For your existing code, use Test::Perl::Critic::Progressive instead. T::P::C::Progressive will succeed the first time you run it, but will save counts on the number of violations; thereafter, T::P::C::Progressive will complain if any of the counts go up. One thing to look out for is when you revert changes in your source control system. (You are using one, aren't you?) Say I check in a change and run tests and my changes reduce the number of P::C violations. Later, it turns out my change was bad, so I revert to the old code. The T::P::C::Progressive test will fail due to the reduced counts. The easiest thing to do at this point is to just delete the history file (default location t/.perlcritic-history) and run again. It should reproduce your old counts and you can write new stuff to bring them down again.

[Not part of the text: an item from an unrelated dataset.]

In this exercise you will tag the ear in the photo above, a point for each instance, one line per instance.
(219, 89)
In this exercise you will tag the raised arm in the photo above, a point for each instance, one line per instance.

Perl::Critic has a lot of policies that ship with it, but there are a bunch of add-on distributions of policies. Have a look at Task::Perl::Critic and
Task::Perl::Critic::IncludingOptionalDependencies.
You don't need to have a single perlcriticrc handle all your code. Create separate perlcriticrc files for each set of files you want to test and then a separate test that points to each one. For an example, have a look at the author tests for P::C itself at http://perlcritic.tigris.org/source/browse/perlcritic/trunk/Perl-Critic/xt/author/. When author tests are run, there's a test that runs over all the code of P::C, a second test that applies additional rules just on the policies, and a third one that criticizes P::C's tests.
I personally think that everyone should run at the "brutal" severity level, but knock out the policies that they don't agree with. Perl::Critic isn't entirely self compliant; even the P::C developers don't agree with everything Conway says. Look at the perlcriticrc files used on Perl::Critic itself and search the Perl::Critic code for instances of "## no critic"; I count 143 at present.
(Yes, I'm one of the Perl::Critic developers.)
There is perltidy for most stylistic standards. perlcritic can be easily configured using a .perlcritic file. I personally use the it at level one, but I've disabled a few policies.
In addition to 'automated frameworks', I highly recommend Damian Conway's Perl Best Practices. I don't agree with 100% of what he suggests, but most of the time he's bang on.
The post above mentioning Devel::Prof probably really means Devel::Cover (to get the code coverage of a test suite).
Like:
http://metacpan.org/pod/Perl::Critic
http://www.slideshare.net/joshua.mcadams/an-introduction-to-perl-critic/
Looks like a nice tool!
A nice combination is perlcritic with EPIC for Eclipse - hit CTRL-SHIFT-C (or your preferred configured shortcut) and your code is marked up with warning indicators wherever perlcritic has found something to complain about. Much nicer than remembering to run it before checkin. And as normal with perlcritic, it will pick up your .perlcriticrc so you can customise the rules. We keep our .perlcriticrc in version control so everyone gets the same standards.
In addition to the cosmetic best practices, I always find it useful to run Devel::Prof on my unit test suite to check test coverage.